Why Dell’s Post-Earnings Drop Is A Gift
Summary:
- Dell’s ISG segment grew 34% YoY, driven by a 58% surge in server and networking revenue.
- Dell shipped $2.9 billion in AI servers during Q3 FY25, with a backlog reaching $4.5 billion.
- CSG revenue declined 1% YoY as consumer sales fell 18%, offset by a 3% rise in commercial PCs.
- Dell’s AI solutions, including the industry-leading XE9680, outshine Super Micro with unmatched density, liquid cooling efficiency, and turnkey integration.
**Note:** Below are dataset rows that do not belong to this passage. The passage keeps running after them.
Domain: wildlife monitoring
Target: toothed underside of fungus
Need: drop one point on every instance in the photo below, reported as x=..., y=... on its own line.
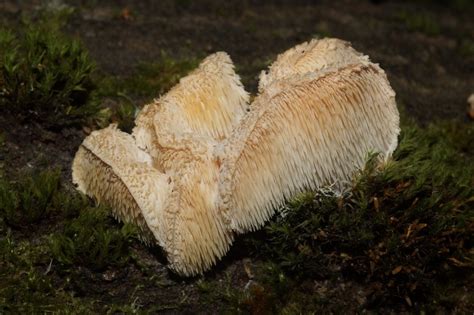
x=198, y=168
x=315, y=131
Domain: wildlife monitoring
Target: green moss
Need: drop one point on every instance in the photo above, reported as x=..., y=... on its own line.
x=44, y=74
x=29, y=200
x=91, y=240
x=26, y=284
x=419, y=22
x=128, y=94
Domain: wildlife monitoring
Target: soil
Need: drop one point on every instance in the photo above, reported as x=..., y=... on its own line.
x=431, y=74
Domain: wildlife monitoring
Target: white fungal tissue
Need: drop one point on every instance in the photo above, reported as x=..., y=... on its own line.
x=203, y=165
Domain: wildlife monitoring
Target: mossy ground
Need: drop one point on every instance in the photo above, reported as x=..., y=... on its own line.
x=400, y=239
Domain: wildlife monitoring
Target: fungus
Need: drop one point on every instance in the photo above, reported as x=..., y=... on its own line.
x=198, y=168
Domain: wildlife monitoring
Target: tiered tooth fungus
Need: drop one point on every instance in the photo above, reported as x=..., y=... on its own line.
x=202, y=164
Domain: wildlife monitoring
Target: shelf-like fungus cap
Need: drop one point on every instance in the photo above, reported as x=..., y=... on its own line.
x=317, y=55
x=110, y=168
x=304, y=132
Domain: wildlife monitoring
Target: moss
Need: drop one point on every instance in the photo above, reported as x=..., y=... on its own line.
x=126, y=95
x=29, y=200
x=403, y=227
x=26, y=285
x=419, y=22
x=90, y=240
x=45, y=75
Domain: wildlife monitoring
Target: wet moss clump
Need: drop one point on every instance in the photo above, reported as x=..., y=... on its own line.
x=28, y=200
x=92, y=240
x=404, y=230
x=45, y=75
x=125, y=96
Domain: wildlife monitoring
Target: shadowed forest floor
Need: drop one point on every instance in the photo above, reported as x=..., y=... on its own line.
x=141, y=48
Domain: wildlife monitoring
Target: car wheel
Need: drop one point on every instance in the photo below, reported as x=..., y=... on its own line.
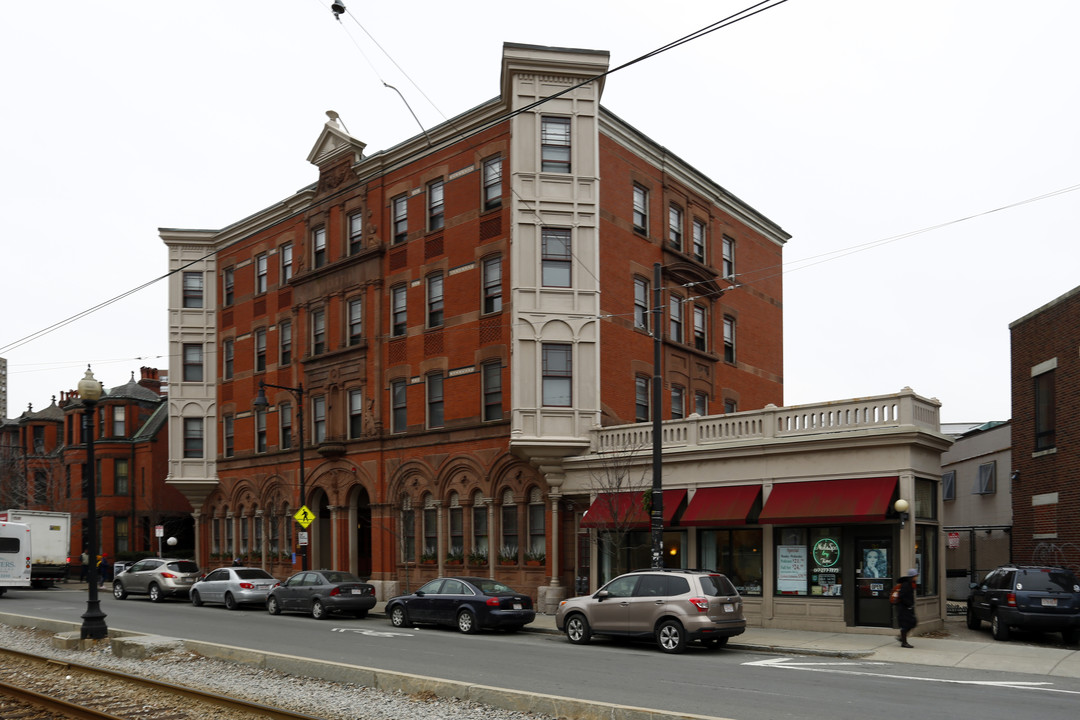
x=577, y=629
x=1000, y=628
x=671, y=637
x=319, y=610
x=467, y=622
x=973, y=622
x=397, y=617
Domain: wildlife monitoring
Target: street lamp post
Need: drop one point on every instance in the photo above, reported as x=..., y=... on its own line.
x=93, y=620
x=262, y=404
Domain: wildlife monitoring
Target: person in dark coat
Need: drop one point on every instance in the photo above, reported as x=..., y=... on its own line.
x=905, y=606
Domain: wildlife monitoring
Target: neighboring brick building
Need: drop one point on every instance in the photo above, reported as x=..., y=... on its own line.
x=1045, y=408
x=462, y=310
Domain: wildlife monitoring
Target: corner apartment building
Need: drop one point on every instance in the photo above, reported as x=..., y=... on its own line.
x=446, y=321
x=1045, y=409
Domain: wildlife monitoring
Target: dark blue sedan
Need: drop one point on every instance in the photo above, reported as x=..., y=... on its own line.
x=469, y=603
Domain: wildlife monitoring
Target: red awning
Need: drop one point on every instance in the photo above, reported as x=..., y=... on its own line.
x=859, y=500
x=720, y=505
x=626, y=510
- Dell’s 25% ISG growth forecast appears conservative, given the AI server market’s 35% CAGR and robust enterprise demand.
Investment Thesis
While most of the world is racing for AI, few companies are as pivotal in the quiet AI ecosystem as Dell Technologies (NYSE:DELL). Much of the attention has fallen on software giants like OpenAI, or chip leaders like Nvidia (NVDA); however, Dell has emerged as a backbone of AI infrastructure. Dell cashes in on the AI boom with leadership in servers, networking, and storage.
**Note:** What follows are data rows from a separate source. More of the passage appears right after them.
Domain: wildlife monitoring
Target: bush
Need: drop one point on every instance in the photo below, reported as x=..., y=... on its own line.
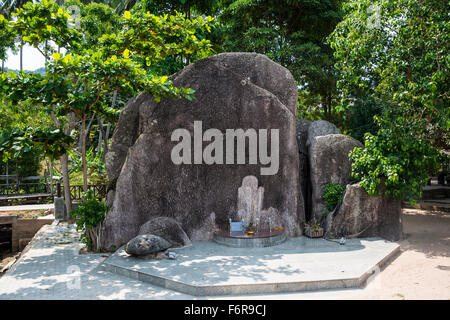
x=333, y=195
x=88, y=218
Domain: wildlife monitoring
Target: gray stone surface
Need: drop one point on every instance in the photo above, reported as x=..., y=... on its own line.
x=60, y=208
x=361, y=215
x=298, y=264
x=250, y=242
x=329, y=162
x=233, y=90
x=168, y=229
x=146, y=244
x=320, y=128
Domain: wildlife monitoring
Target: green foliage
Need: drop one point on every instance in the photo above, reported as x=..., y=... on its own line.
x=313, y=224
x=397, y=157
x=107, y=54
x=333, y=195
x=87, y=217
x=96, y=167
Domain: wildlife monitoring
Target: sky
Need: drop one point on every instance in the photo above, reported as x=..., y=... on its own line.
x=32, y=59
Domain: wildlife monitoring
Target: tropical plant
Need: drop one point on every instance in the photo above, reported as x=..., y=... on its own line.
x=333, y=194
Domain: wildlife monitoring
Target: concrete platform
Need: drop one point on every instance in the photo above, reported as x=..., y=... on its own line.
x=299, y=264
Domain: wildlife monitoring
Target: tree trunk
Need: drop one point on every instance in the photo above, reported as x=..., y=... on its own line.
x=64, y=159
x=88, y=130
x=100, y=135
x=83, y=151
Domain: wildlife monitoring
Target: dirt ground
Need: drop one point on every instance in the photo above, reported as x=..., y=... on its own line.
x=422, y=270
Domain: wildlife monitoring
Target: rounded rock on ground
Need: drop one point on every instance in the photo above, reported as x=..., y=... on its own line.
x=146, y=244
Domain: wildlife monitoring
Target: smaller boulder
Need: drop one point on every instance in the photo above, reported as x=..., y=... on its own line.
x=168, y=229
x=146, y=244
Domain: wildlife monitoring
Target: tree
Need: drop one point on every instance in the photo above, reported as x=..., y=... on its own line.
x=81, y=81
x=395, y=54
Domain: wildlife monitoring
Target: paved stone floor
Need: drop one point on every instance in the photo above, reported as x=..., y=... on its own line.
x=52, y=268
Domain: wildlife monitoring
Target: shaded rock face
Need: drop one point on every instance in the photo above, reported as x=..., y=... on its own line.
x=233, y=90
x=146, y=244
x=329, y=162
x=361, y=215
x=168, y=229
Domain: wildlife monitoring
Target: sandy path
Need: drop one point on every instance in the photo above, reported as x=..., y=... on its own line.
x=422, y=270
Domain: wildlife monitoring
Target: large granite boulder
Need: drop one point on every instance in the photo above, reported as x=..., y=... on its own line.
x=305, y=183
x=146, y=244
x=232, y=90
x=168, y=229
x=320, y=128
x=361, y=215
x=329, y=162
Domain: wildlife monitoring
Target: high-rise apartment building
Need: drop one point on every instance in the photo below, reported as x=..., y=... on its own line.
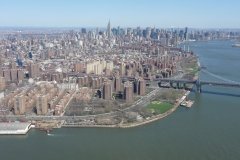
x=128, y=91
x=109, y=30
x=117, y=83
x=19, y=104
x=139, y=86
x=13, y=74
x=2, y=83
x=78, y=67
x=122, y=69
x=107, y=90
x=42, y=104
x=33, y=70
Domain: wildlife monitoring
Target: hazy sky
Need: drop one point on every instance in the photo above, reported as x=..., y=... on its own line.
x=124, y=13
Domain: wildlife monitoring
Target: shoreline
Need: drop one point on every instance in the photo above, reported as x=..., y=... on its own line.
x=130, y=125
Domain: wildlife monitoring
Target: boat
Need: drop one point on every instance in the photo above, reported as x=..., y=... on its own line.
x=237, y=44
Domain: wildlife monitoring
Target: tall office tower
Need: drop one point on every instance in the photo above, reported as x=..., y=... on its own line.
x=128, y=91
x=41, y=104
x=6, y=74
x=186, y=33
x=19, y=104
x=142, y=87
x=148, y=29
x=109, y=30
x=2, y=83
x=12, y=65
x=1, y=72
x=139, y=86
x=107, y=90
x=20, y=74
x=117, y=83
x=78, y=67
x=84, y=30
x=118, y=31
x=13, y=74
x=33, y=70
x=122, y=70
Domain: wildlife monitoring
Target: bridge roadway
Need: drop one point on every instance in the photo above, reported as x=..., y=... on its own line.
x=227, y=84
x=143, y=101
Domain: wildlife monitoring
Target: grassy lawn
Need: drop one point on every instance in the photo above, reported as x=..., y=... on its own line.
x=159, y=107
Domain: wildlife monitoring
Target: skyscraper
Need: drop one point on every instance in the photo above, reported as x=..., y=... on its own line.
x=2, y=83
x=41, y=104
x=128, y=91
x=19, y=104
x=109, y=30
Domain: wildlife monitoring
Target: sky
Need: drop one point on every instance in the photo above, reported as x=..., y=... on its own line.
x=123, y=13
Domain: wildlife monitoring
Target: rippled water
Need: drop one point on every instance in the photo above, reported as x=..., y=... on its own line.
x=209, y=130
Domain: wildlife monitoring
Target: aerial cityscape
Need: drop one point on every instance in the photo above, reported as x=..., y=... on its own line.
x=106, y=83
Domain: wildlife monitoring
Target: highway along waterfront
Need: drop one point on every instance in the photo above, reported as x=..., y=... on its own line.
x=209, y=130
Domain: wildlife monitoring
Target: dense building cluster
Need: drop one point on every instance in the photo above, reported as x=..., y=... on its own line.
x=45, y=69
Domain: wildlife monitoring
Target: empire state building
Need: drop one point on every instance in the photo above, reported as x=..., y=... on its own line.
x=109, y=30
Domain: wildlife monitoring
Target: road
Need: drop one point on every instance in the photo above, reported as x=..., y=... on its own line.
x=143, y=102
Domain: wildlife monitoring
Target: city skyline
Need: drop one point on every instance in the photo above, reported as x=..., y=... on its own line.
x=204, y=14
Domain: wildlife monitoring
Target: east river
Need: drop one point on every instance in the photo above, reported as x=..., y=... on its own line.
x=208, y=130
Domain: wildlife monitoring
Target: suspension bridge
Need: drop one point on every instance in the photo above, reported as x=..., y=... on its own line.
x=198, y=82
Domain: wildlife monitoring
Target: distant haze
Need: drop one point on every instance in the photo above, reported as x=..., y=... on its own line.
x=133, y=13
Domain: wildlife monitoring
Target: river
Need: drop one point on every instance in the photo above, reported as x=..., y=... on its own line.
x=208, y=130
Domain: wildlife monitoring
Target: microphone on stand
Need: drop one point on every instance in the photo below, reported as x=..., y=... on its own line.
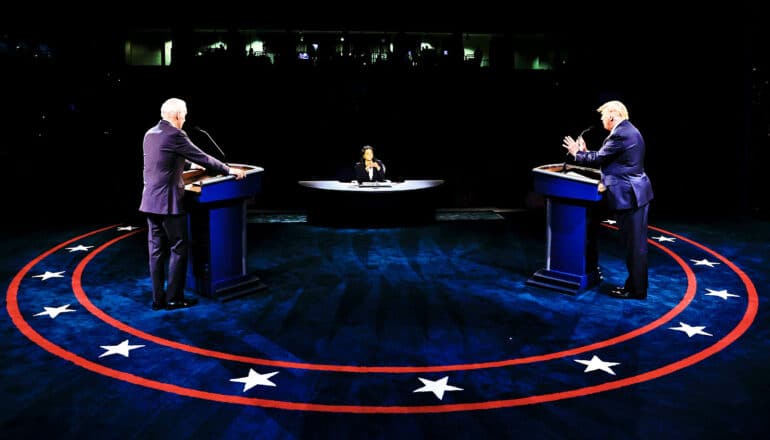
x=580, y=136
x=196, y=128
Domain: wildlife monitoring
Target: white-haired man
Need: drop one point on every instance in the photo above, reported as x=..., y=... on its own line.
x=167, y=150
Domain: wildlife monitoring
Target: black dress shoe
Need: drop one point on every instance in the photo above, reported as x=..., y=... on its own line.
x=180, y=304
x=158, y=306
x=622, y=293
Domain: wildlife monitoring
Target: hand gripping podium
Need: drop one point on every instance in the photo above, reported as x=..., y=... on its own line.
x=216, y=207
x=571, y=194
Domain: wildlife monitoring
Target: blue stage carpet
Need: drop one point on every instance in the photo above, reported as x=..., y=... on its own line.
x=421, y=332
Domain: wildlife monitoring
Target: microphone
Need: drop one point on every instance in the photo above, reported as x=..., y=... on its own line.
x=196, y=128
x=564, y=166
x=585, y=131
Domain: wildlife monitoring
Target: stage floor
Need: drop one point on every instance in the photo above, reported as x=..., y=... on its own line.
x=415, y=332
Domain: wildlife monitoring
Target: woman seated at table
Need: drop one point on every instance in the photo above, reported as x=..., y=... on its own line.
x=369, y=169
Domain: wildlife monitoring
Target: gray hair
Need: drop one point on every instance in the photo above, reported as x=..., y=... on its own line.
x=171, y=107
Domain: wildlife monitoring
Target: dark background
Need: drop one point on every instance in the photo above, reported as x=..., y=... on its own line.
x=697, y=89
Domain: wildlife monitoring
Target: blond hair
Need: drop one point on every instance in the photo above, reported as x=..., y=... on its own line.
x=614, y=108
x=171, y=107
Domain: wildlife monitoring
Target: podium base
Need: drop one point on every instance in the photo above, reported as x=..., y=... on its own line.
x=243, y=287
x=563, y=282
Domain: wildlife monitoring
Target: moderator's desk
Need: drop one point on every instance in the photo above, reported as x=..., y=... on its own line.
x=330, y=202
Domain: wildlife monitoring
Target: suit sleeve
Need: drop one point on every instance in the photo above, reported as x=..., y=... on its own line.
x=612, y=147
x=189, y=151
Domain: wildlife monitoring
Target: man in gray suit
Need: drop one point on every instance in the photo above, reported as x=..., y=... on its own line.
x=627, y=187
x=167, y=151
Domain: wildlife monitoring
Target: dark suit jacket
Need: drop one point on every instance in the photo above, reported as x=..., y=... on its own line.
x=165, y=150
x=363, y=176
x=621, y=160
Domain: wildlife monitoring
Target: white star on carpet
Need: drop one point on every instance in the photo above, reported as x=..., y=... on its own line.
x=691, y=330
x=437, y=387
x=254, y=379
x=122, y=349
x=597, y=364
x=724, y=294
x=704, y=262
x=47, y=275
x=53, y=312
x=79, y=247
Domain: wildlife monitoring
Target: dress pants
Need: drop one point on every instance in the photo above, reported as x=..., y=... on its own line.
x=167, y=243
x=632, y=224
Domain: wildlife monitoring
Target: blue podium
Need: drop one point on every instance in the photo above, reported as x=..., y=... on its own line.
x=571, y=193
x=216, y=207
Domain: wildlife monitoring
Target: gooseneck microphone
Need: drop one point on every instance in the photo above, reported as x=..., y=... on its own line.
x=564, y=166
x=196, y=128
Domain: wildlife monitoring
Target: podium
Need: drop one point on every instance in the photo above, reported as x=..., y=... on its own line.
x=216, y=207
x=571, y=194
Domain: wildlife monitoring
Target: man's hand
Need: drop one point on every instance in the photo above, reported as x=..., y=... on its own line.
x=571, y=145
x=238, y=173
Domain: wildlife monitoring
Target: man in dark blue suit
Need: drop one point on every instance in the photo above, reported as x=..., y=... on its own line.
x=369, y=169
x=167, y=151
x=628, y=189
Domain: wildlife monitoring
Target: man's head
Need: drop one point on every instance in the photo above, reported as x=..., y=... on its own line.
x=367, y=152
x=174, y=110
x=613, y=112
DELL has been up some 24% since our recent bullish call, but crashed yesterday following the earnings release due to the weakness in the PC market. The PC market is currently experiencing a delayed refresh cycle, with enterprises postponing upgrades despite an aging install base and the impending Windows 10 end-of-life in 2025.
While commercial PC demand has shown some stabilization, enterprises are aligning refresh plans with anticipated launches of AI-enabled PCs, expected in early 2025. Consumer demand remains weak, but upcoming innovations in AI-driven hardware, improved battery life, and software upgrades are poised to trigger a significant rebound in the PC market next year.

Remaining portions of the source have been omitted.